IMO Practice Test — Circles
6 Questions • 15 min • Olympiad level
15:00
Question 1 of 6
hard
Two parallel chords of lengths 12 cm and 16 cm are drawn on opposite sides of the center of a circle of radius 10 cm. Find the distance between the two chords.
2 cm
14 cm
10 cm
12 cm
Explanation: Distances from center are $\sqrt{10^2-6^2}=8$ and $\sqrt{10^2-8^2}=6$. Opposites add up: 8 + 6 = 14 cm.
Question 2 of 6
hard
An angle subtended by an arc at the center of a circle is 130°. If a point P is chosen on the remaining major arc, what is the measure of the angle formed at P?
130°
260°
65°
50°
Explanation: The angle subtended by an arc at the center is exactly double the angle subtended at the rim.
Question 3 of 6
hard
ABCD is a cyclic quadrilateral. If the internal bisectors of all four angles are drawn, they cross to form an inner quadrilateral PQRS. This new inner shape is always:
A rhombus
A rectangle
A cyclic quadrilateral
A trapezium
Explanation: Opposite angle sums of the newly formed intersection triangles prove they add up to 180°.
Question 4 of 6
hard
A chord of length $24\sqrt{2}$ cm is placed inside a circle.
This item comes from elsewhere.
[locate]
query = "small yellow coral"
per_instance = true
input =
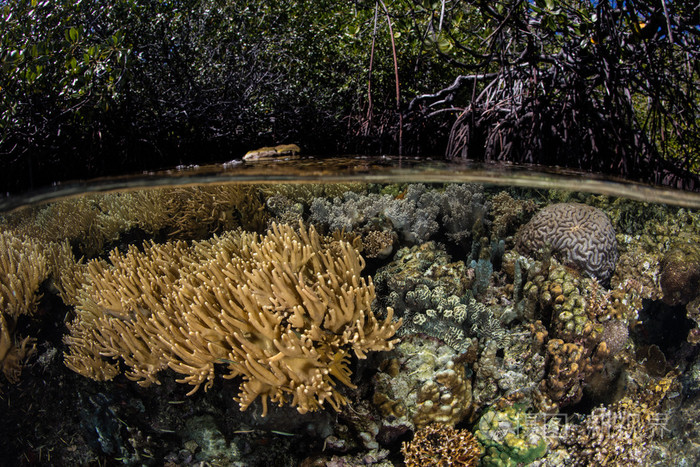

If the angle subtended by this chord at the center is a right angle (90°), calculate the radius of the circle.
12 cm
24 cm
48 cm
$12\sqrt{2}$ cm
Explanation: Using isosceles right triangle properties at the center: $r^2 + r^2 = (24\sqrt{2})^2 \rightarrow 2r^2 = 1152 \rightarrow r = 24$.
Question 5 of 6
hard
ABCD is a cyclic quadrilateral whose diagonals AC and BD intersect at a right angle (90°) at point P. If a perpendicular line is drawn from P to side BC and extended backwards to meet AD at M, then AM is:
Half of AD
Equal to MD
Double of MD
Perpendicular to AD
Explanation: Angle chasing reveals that triangle PMD and triangle PMA are isosceles, making M the midpoint.
Question 6 of 6
hard
Three friends are standing on a circular boundary ring of radius 5 m. Reshma throws a ball to Salma, Salma to Mandeep, and Mandeep to Reshma. If the distance between Reshma and Salma, and between Salma and Mandeep is 6 m each, find the distance between Reshma and Mandeep.
4.8 m
9.6 m
7.2 m
8.0 m
Explanation: Using area properties of the formed kite layout, half-chord height is 4.8 m, so full chord = 9.6 m.